Weiters werden Übungen vorgestellt, welche die Pulsation fördern (Anregung der Atmung durch verbale Anweisungen, Massage, u.a.)

Das Buch, welches neben Essays eine Sammlung von Lectures beinhaltet (die Gespräche mit AusbildungsteilnehmerInnenn tragen wesentlich zur Lebendigkeit bei) schließt mit dem Kapitel: „Körperarbeit, Sexualität und Spiritualität“.

Loil Neidhöfers Buch ist die erste abgerundete Darstellung von Skan-Körperarbeit.
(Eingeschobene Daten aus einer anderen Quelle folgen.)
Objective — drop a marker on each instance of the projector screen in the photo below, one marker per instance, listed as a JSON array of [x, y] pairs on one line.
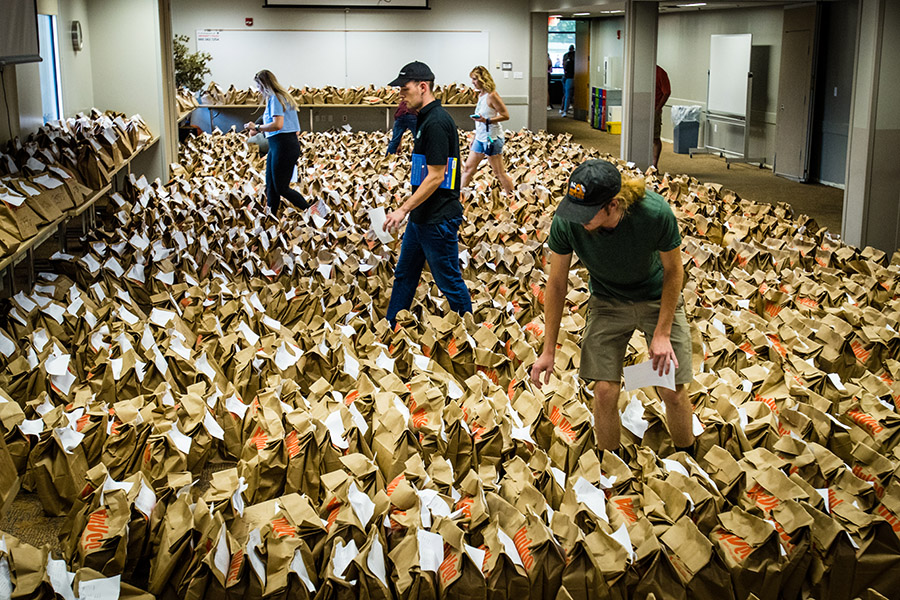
[[18, 32], [350, 3]]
Es findet sich vieles wieder, was Michael Smith auch uns in seinen Workshops weitergab. Es ist also auch ein Lehrbuch, welches sich jedoch dadurch auszeichnet und von anderen abhebt, daß der Autor „objektive“ Gegebenheiten derart mit seiner Person zu durchdringen vermag, daß es Bewegung und Berührtheit in mir entstehen hat lassen. Vor allem beinhaltet dieses Buch jedoch einen Apell: den Apell sich radikal und verantwortlich „in jedem Augenblick für das Strömen und gegen die Panzerung zu entscheiden“, für eine „discipline of pleasure“ (Al Bauman).